Et YouTube de déclarer : “Our collective goal remains the same: to grow an open network of digital music services, develop intelligent new tools for managing/distributing artist content and commerce, and create new revenue opportunities for all musicians, on YouTube and beyond.”
YouTube reste un outil incontournable de promotion des artistes et sa croissance est impressionnante. Peut on se passer de YouTube?
Seulement 17% des consommateurs de musique dans le monde sont des acheteurs ( inclus un abonnement payant ), YouTube reste un outil de monétisation des 83 % des consommateurs restants qui ne veulent pas payer pour la musique.
Alors on fait quoi ?
Il faut adresser le problème de distortion de concurrence entre le streaming payant et le streaming gratuit.

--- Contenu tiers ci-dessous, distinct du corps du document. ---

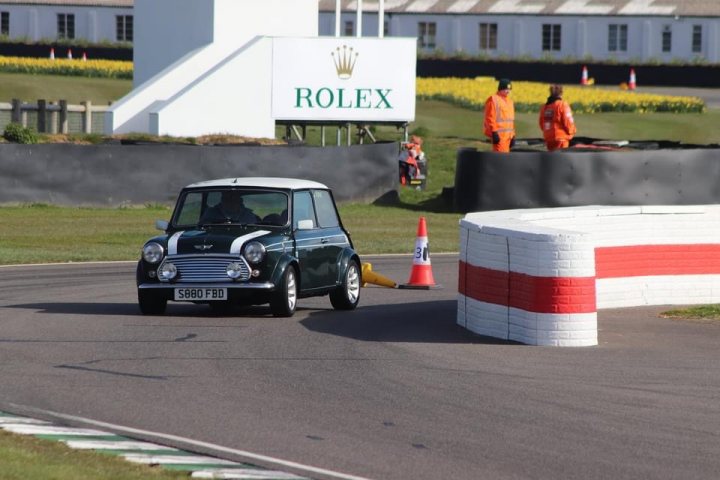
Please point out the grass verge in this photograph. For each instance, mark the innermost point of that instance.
(701, 313)
(27, 458)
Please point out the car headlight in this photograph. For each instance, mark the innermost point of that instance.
(167, 271)
(255, 252)
(234, 270)
(152, 252)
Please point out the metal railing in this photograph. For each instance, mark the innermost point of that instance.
(54, 117)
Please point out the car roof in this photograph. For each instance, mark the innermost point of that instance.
(269, 182)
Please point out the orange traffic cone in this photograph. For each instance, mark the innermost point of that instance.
(421, 274)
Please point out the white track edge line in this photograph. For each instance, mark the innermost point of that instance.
(219, 448)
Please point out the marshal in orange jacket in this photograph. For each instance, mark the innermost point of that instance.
(556, 121)
(500, 120)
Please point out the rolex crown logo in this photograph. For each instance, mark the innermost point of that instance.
(344, 59)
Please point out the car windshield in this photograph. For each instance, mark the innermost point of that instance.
(231, 206)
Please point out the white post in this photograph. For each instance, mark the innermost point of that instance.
(337, 18)
(381, 18)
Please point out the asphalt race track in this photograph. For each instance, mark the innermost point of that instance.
(394, 390)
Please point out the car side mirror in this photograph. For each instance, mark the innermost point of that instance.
(305, 224)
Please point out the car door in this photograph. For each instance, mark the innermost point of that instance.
(332, 237)
(308, 241)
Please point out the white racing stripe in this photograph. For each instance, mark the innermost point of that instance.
(217, 448)
(172, 242)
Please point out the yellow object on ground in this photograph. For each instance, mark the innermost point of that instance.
(375, 278)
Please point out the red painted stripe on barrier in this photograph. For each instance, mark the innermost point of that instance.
(649, 260)
(552, 294)
(561, 295)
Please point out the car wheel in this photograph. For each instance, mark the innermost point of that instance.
(284, 300)
(151, 304)
(347, 295)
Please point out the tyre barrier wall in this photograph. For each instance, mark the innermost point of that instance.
(539, 276)
(496, 181)
(114, 175)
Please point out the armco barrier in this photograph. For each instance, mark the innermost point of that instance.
(113, 175)
(538, 276)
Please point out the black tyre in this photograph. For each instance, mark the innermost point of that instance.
(347, 295)
(150, 303)
(284, 301)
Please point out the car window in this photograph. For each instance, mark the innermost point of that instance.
(229, 205)
(189, 209)
(303, 208)
(325, 209)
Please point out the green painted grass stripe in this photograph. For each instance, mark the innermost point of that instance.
(52, 430)
(138, 451)
(189, 467)
(107, 436)
(126, 445)
(127, 451)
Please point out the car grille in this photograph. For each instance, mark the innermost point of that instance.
(206, 268)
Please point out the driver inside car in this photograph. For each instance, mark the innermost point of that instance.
(230, 209)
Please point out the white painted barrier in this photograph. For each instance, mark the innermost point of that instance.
(538, 276)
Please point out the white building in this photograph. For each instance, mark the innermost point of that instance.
(621, 30)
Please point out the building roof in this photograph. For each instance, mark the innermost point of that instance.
(74, 3)
(689, 8)
(693, 8)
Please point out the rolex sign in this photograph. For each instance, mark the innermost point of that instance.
(344, 79)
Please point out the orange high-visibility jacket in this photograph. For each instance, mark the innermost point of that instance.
(500, 116)
(556, 120)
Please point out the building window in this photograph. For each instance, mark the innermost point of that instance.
(667, 38)
(123, 28)
(426, 34)
(488, 36)
(5, 23)
(66, 25)
(697, 39)
(617, 38)
(551, 37)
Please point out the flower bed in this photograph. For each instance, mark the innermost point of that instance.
(530, 96)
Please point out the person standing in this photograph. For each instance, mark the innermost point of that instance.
(500, 118)
(556, 120)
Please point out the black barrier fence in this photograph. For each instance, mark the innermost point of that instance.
(112, 175)
(495, 181)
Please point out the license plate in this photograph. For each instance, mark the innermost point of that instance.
(194, 294)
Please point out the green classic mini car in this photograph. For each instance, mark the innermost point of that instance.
(250, 241)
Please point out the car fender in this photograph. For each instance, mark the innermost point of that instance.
(283, 262)
(346, 255)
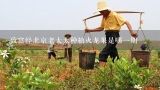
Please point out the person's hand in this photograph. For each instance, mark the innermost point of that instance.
(134, 34)
(86, 30)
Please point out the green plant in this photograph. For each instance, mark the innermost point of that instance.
(154, 80)
(105, 79)
(128, 74)
(34, 80)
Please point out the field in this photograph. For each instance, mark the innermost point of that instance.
(62, 75)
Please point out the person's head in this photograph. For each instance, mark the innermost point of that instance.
(67, 36)
(102, 8)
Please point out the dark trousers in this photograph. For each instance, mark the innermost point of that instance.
(68, 53)
(110, 48)
(51, 54)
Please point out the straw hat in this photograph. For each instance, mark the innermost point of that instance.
(67, 35)
(102, 5)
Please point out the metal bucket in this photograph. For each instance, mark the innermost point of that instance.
(143, 56)
(87, 59)
(158, 54)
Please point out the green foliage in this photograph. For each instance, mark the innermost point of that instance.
(80, 80)
(34, 80)
(122, 75)
(129, 74)
(105, 77)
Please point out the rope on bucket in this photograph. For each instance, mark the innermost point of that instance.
(89, 36)
(140, 28)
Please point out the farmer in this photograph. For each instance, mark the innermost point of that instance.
(51, 51)
(111, 25)
(68, 47)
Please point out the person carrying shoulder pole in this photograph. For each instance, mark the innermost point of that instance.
(51, 51)
(111, 25)
(68, 47)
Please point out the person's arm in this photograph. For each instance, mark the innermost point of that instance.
(94, 30)
(133, 34)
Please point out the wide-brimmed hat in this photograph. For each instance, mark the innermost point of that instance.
(67, 35)
(101, 6)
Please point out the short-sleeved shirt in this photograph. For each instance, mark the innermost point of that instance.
(113, 22)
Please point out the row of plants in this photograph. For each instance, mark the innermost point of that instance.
(124, 74)
(18, 74)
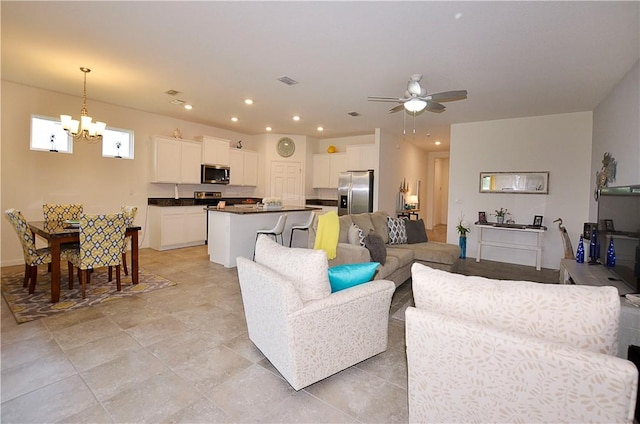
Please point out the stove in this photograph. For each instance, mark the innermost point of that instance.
(208, 198)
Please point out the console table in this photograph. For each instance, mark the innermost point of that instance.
(408, 213)
(537, 230)
(572, 272)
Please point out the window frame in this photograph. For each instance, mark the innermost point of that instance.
(55, 129)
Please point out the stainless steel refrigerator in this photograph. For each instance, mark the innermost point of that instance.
(355, 192)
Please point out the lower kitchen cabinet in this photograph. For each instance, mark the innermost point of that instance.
(172, 227)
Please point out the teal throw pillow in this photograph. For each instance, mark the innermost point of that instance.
(344, 276)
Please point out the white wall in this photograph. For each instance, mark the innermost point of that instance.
(560, 144)
(616, 129)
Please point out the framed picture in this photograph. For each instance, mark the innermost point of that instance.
(588, 229)
(482, 217)
(608, 225)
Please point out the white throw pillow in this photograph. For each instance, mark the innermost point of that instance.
(307, 268)
(397, 230)
(355, 235)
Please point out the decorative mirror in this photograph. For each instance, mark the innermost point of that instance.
(515, 182)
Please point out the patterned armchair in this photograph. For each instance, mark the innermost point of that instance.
(32, 256)
(60, 212)
(481, 350)
(304, 330)
(101, 245)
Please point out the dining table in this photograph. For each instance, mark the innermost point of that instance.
(56, 233)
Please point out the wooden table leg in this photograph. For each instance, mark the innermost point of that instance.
(55, 270)
(134, 257)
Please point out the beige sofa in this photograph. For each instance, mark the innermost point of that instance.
(400, 257)
(488, 351)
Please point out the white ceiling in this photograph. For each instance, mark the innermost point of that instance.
(514, 58)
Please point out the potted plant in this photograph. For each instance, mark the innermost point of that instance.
(463, 229)
(500, 214)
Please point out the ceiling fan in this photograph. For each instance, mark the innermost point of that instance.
(416, 98)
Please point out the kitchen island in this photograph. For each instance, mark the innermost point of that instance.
(232, 230)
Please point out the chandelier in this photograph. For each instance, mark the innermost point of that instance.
(84, 128)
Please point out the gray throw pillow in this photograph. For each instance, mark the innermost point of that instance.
(377, 249)
(416, 232)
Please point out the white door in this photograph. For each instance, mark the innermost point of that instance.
(286, 182)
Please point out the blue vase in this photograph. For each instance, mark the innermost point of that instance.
(611, 255)
(593, 246)
(462, 242)
(580, 252)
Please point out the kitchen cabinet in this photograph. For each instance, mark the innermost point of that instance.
(327, 169)
(244, 167)
(172, 227)
(175, 161)
(361, 157)
(215, 151)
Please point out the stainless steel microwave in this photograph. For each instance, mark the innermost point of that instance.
(215, 174)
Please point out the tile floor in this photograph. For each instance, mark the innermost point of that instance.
(181, 354)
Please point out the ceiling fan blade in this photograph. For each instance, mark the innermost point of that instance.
(435, 107)
(447, 96)
(384, 99)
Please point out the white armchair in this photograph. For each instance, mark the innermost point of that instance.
(481, 350)
(304, 330)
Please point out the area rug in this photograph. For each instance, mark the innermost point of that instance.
(26, 307)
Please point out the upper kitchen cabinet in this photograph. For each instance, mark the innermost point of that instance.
(175, 161)
(361, 157)
(215, 151)
(327, 169)
(244, 167)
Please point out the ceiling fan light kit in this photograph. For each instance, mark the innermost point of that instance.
(416, 98)
(415, 105)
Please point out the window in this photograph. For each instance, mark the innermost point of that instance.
(47, 135)
(117, 143)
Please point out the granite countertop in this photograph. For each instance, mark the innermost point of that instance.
(251, 209)
(190, 201)
(322, 202)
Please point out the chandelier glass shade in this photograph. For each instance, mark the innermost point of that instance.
(84, 128)
(415, 105)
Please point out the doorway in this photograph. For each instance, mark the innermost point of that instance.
(286, 182)
(441, 191)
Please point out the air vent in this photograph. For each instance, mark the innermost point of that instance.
(287, 80)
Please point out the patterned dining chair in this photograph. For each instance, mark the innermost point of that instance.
(32, 256)
(61, 212)
(101, 245)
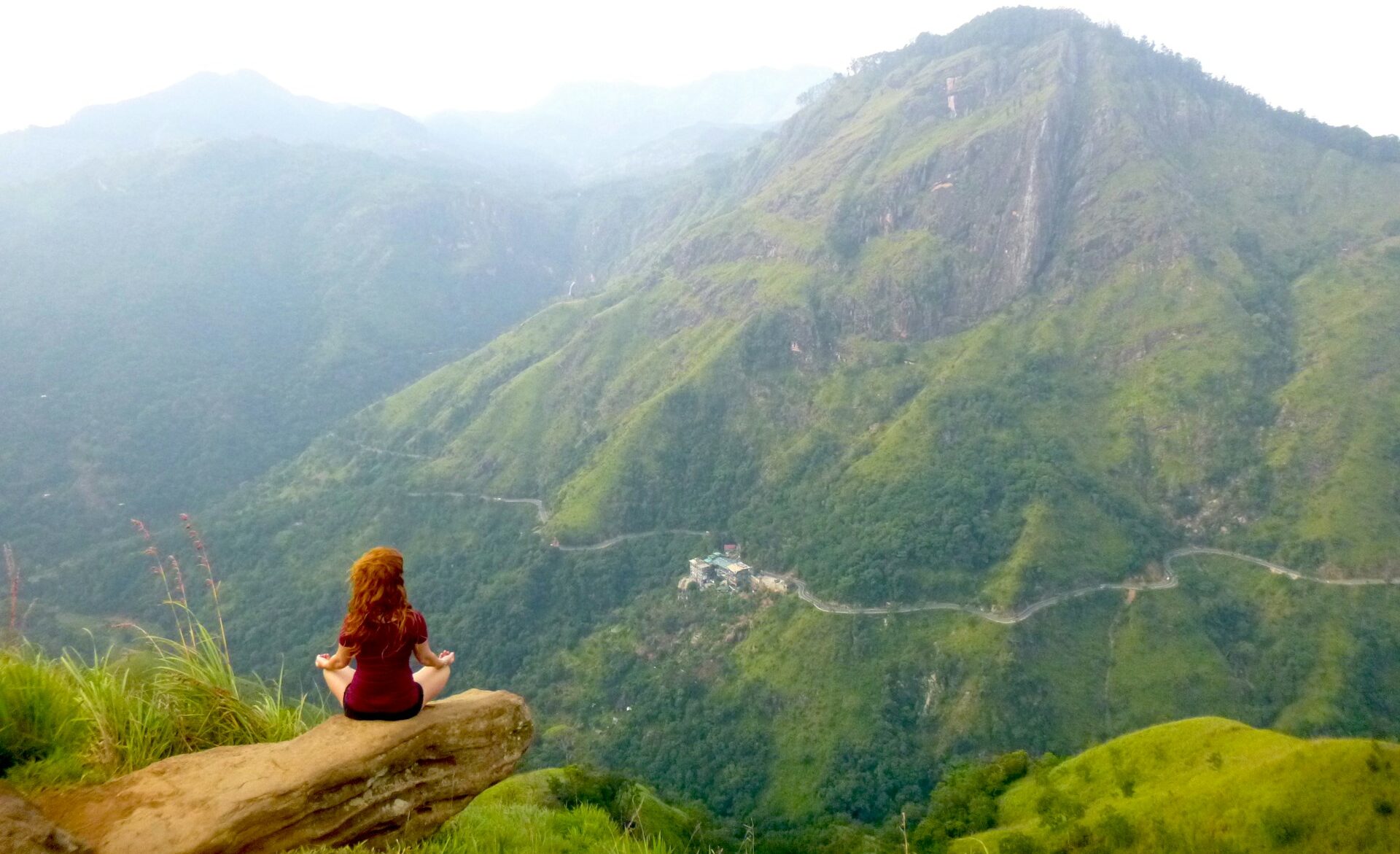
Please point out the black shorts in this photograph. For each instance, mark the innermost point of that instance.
(388, 715)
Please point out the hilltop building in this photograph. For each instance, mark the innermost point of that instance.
(718, 569)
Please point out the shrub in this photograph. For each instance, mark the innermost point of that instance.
(39, 714)
(1116, 831)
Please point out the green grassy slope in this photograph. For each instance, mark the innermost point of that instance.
(1106, 308)
(1208, 784)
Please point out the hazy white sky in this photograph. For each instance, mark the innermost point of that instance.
(1336, 61)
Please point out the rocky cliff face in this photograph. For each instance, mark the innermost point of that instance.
(342, 783)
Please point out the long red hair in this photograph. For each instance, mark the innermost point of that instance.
(377, 595)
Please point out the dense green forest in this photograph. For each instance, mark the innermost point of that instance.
(1000, 314)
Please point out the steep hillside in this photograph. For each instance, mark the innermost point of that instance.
(1208, 784)
(1003, 314)
(1010, 308)
(178, 322)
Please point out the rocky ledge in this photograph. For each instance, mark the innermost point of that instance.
(343, 782)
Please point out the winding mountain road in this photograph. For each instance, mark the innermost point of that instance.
(1007, 618)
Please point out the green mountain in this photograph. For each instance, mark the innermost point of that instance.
(1206, 784)
(178, 321)
(1003, 314)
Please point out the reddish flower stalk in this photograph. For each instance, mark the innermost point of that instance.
(160, 570)
(12, 569)
(209, 575)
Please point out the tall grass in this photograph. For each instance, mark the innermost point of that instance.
(525, 828)
(85, 718)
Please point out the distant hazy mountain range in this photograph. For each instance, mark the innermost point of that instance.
(1004, 313)
(580, 131)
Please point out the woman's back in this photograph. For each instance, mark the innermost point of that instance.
(383, 678)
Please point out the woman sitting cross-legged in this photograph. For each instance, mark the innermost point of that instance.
(381, 629)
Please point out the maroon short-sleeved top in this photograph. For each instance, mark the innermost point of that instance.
(383, 680)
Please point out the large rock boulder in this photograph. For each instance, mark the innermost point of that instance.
(343, 782)
(27, 831)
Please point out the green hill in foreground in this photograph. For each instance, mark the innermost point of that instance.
(1206, 784)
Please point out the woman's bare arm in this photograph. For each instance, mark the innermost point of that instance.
(424, 654)
(333, 662)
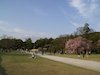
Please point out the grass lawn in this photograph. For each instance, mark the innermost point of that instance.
(93, 57)
(16, 63)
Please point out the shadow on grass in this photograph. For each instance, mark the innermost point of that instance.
(2, 70)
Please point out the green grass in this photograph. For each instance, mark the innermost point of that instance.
(93, 57)
(16, 63)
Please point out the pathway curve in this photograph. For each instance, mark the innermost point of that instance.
(92, 65)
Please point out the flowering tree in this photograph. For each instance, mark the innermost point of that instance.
(78, 44)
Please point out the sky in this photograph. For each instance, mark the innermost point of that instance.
(47, 18)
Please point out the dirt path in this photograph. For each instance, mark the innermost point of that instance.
(92, 65)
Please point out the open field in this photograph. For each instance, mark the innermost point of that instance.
(93, 57)
(16, 63)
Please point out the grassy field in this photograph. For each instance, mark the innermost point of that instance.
(16, 63)
(93, 57)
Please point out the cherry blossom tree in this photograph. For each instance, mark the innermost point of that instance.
(78, 45)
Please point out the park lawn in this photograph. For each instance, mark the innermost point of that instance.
(16, 63)
(92, 57)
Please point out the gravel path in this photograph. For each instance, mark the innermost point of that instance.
(92, 65)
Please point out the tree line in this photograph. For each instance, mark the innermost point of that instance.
(84, 38)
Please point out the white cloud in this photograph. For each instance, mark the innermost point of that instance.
(86, 9)
(39, 11)
(20, 33)
(75, 24)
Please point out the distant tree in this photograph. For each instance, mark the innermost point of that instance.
(78, 44)
(84, 30)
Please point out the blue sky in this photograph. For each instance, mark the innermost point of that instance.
(47, 18)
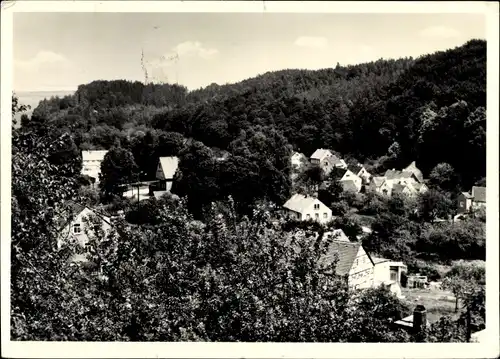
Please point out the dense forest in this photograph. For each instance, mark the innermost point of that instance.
(384, 114)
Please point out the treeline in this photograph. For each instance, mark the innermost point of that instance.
(385, 113)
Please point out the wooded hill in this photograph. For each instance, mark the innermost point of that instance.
(385, 113)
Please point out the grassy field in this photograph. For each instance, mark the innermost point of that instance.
(437, 302)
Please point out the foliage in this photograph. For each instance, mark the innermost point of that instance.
(117, 169)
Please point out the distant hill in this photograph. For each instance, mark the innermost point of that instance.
(387, 113)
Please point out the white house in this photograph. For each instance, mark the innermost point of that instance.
(360, 171)
(91, 163)
(319, 155)
(303, 208)
(412, 167)
(298, 160)
(353, 262)
(346, 175)
(388, 273)
(473, 200)
(379, 185)
(336, 234)
(167, 166)
(78, 223)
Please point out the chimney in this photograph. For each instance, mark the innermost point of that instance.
(419, 319)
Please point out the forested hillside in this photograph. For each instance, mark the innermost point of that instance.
(217, 262)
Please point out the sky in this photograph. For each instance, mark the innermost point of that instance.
(59, 51)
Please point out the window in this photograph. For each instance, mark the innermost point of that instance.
(77, 228)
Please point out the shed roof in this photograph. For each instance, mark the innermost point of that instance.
(378, 180)
(169, 166)
(337, 173)
(94, 155)
(320, 153)
(479, 194)
(299, 202)
(349, 186)
(412, 167)
(346, 251)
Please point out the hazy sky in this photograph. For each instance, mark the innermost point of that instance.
(59, 51)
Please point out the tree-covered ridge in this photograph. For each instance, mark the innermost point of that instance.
(215, 269)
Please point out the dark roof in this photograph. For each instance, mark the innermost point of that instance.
(338, 173)
(398, 188)
(72, 210)
(392, 174)
(479, 194)
(346, 251)
(349, 186)
(355, 168)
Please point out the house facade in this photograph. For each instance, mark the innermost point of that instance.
(361, 172)
(345, 176)
(319, 155)
(298, 160)
(80, 225)
(353, 263)
(303, 208)
(474, 200)
(378, 184)
(167, 166)
(91, 163)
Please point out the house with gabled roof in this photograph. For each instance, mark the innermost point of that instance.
(319, 155)
(405, 189)
(379, 184)
(412, 167)
(167, 166)
(353, 263)
(347, 179)
(327, 160)
(360, 171)
(302, 207)
(91, 163)
(298, 160)
(469, 201)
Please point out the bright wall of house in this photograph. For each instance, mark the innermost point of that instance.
(361, 274)
(318, 212)
(464, 204)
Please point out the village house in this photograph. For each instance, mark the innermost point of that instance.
(379, 185)
(360, 171)
(354, 263)
(303, 208)
(167, 166)
(336, 234)
(470, 201)
(78, 222)
(412, 167)
(298, 160)
(388, 273)
(327, 160)
(91, 163)
(348, 180)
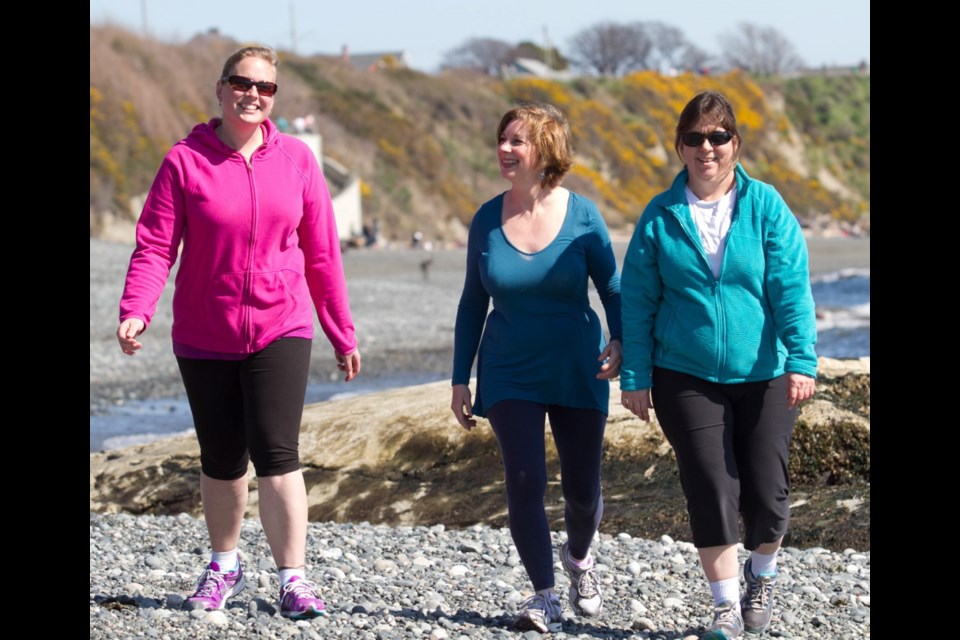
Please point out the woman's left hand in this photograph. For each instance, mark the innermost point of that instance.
(612, 357)
(349, 363)
(799, 388)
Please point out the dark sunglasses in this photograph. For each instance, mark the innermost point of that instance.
(240, 83)
(716, 138)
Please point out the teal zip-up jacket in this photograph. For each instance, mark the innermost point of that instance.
(755, 322)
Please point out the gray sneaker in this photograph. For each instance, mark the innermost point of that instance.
(538, 613)
(727, 623)
(757, 602)
(584, 593)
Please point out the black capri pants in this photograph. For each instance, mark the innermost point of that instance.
(249, 409)
(732, 443)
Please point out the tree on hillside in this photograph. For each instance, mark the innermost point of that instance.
(694, 58)
(758, 49)
(667, 45)
(479, 54)
(611, 49)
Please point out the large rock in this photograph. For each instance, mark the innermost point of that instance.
(398, 457)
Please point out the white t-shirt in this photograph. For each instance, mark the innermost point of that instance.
(713, 223)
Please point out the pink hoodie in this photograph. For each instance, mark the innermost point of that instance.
(259, 242)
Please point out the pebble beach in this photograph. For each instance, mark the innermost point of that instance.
(431, 583)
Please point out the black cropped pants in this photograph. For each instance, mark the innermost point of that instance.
(732, 443)
(249, 409)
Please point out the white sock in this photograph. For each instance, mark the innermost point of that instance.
(586, 563)
(726, 591)
(763, 564)
(226, 560)
(549, 594)
(286, 574)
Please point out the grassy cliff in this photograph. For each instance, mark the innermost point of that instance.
(423, 144)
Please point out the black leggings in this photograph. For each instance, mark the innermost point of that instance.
(578, 436)
(249, 409)
(732, 443)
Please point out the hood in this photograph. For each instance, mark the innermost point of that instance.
(204, 135)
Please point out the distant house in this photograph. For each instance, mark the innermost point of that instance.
(377, 60)
(344, 189)
(532, 67)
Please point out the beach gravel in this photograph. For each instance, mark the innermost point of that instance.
(382, 583)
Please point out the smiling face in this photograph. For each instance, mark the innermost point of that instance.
(517, 155)
(247, 108)
(710, 167)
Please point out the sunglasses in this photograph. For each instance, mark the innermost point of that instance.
(716, 138)
(242, 84)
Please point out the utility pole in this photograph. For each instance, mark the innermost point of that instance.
(293, 30)
(547, 51)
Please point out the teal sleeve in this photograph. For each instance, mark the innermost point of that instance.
(788, 286)
(602, 267)
(641, 293)
(472, 310)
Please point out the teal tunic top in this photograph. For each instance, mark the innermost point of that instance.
(542, 339)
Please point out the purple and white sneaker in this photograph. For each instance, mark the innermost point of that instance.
(299, 600)
(214, 587)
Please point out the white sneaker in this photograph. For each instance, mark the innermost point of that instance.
(538, 613)
(584, 594)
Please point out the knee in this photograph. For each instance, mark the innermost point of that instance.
(275, 463)
(219, 468)
(582, 502)
(523, 486)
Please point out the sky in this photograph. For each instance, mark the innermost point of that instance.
(823, 32)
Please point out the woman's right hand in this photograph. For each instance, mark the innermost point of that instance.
(462, 406)
(637, 402)
(127, 334)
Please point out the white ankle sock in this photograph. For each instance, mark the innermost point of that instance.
(226, 560)
(586, 563)
(286, 574)
(763, 564)
(726, 591)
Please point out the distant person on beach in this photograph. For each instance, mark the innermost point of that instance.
(532, 250)
(253, 212)
(719, 333)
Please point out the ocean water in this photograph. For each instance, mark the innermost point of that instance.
(843, 313)
(843, 331)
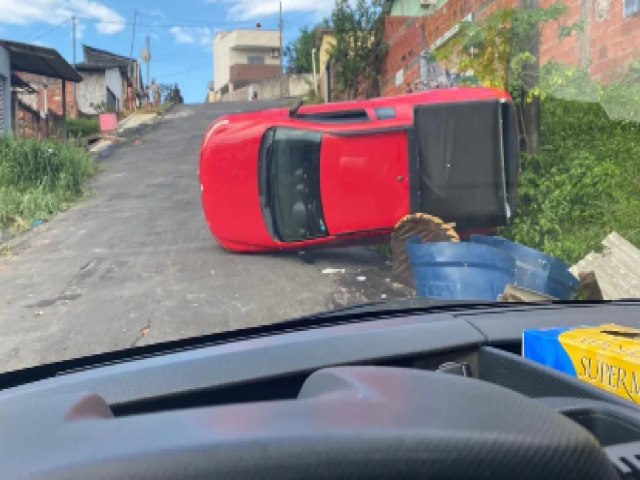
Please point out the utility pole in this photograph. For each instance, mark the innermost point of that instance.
(313, 63)
(148, 60)
(133, 39)
(73, 36)
(281, 55)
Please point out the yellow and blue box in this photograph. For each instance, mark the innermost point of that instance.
(607, 357)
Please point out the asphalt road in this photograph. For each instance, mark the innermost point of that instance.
(135, 263)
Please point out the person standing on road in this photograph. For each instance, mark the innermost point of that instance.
(155, 89)
(147, 97)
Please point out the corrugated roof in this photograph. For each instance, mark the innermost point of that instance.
(617, 268)
(39, 60)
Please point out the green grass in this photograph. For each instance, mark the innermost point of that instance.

Dans les prochains mois, une occasion unique pourrait donner la possibilité de rétablir de la valeur et le rapport de force avec Google.
En effet au meme moment cette année : a) les médias et les artistes commencent à comprendre que YouTube n’est pas seulement un outil très performant de promotion pour les artistes mais aussi un bulldozer qui creuse le “Value Gap”; b) les majors ont la possibilité de renégocier et jouer le bras de fer ; c) l’arsenal juridique permet de remettre en cause le statut d’hébergeur, doublé d’une remise en cause du “safe harbour” par la cour de justice européenne.
Mes chers élèves, vous serez demain les managers des industries musicales, rétablir à sa juste valeur les contenus musicaux sera de votre responsabilité.